O6-alkylguanine-DNA alkyltransferase activity of human malignant glioma and its clinical implications.

Activity of the DNA repair protein O6-alkylguanine-DNA alkyltransferase (AGT) is an important determinant of responsiveness of tumor cells to chloroethylnitrosoureas (CENUs), representative chemotherapeutic agents for primary malignant gliomas. In order to assess the real states of this repair protein in human malignant gliomas, we assayed AGT activity in surgically extirpated 42 malignant glioma samples and studied the distribution of the activity under certain clinical conditions. There were wide variations in AGT activity between individuals. No significant difference in AGT activity on average was seen either between glioblastoma and anaplastic astrocytoma, nor between primary and recurrent tumors.
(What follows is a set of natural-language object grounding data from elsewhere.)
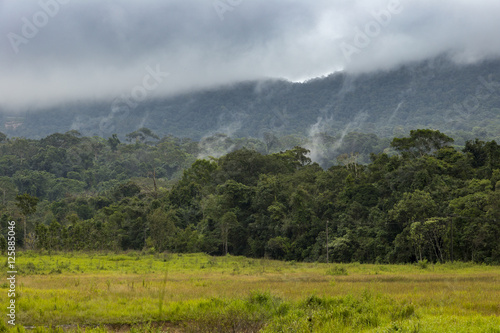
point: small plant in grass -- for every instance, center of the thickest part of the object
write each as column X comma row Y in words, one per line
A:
column 423, row 264
column 337, row 270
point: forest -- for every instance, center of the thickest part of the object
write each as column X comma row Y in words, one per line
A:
column 421, row 198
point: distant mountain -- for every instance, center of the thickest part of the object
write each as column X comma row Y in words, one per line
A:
column 433, row 94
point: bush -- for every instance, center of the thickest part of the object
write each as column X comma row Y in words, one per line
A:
column 337, row 270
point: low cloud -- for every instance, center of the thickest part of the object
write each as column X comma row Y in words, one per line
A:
column 54, row 51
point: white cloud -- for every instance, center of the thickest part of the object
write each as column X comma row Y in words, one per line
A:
column 94, row 49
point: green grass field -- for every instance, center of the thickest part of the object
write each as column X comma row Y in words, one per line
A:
column 199, row 293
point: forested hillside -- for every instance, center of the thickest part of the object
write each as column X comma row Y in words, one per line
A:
column 420, row 199
column 460, row 100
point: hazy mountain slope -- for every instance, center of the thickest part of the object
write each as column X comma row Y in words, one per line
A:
column 434, row 94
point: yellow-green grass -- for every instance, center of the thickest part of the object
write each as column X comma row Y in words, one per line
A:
column 203, row 293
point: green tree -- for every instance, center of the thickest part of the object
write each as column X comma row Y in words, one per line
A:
column 27, row 204
column 421, row 142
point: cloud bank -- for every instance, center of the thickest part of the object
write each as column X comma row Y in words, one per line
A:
column 56, row 51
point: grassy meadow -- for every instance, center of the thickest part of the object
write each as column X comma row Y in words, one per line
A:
column 102, row 292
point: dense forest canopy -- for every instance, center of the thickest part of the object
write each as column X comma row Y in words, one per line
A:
column 418, row 199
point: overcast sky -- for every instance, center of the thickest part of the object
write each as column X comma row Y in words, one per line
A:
column 55, row 51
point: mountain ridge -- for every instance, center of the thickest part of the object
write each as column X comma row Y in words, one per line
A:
column 431, row 94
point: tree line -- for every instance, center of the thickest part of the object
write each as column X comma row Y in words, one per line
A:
column 421, row 199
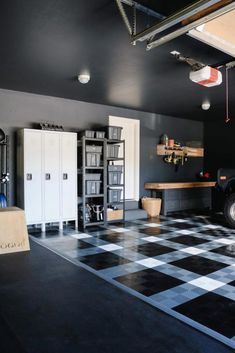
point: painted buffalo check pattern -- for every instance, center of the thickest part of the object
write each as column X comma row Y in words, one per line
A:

Among 42 malignant gliomas, 7 samples (16.7%) had low AGT activity less than 0.1 pmoles/mg protein. In the case of glioblastoma, tumors possessing higher AGT activity tended to be less responsive to post-operation remission-induction therapy including CENUs. The result of the 3-(4,5-dimethylthiazol-2-yl)-2,5-diphenyltetrazolium bromide (MTT) chemosensitivity assay by using the corresponding surgical specimens suggested a close relationship between cellular resistance to CENUs and AGT activity. It was found to be unlikely that a short term administration of CENUs had a significant effect on AGT activity of brain tumors in human body. We could detect a bit of definite evidences of the relevance of AGT to resistance to CENUs and need to conduct further investigations for other resistance factors.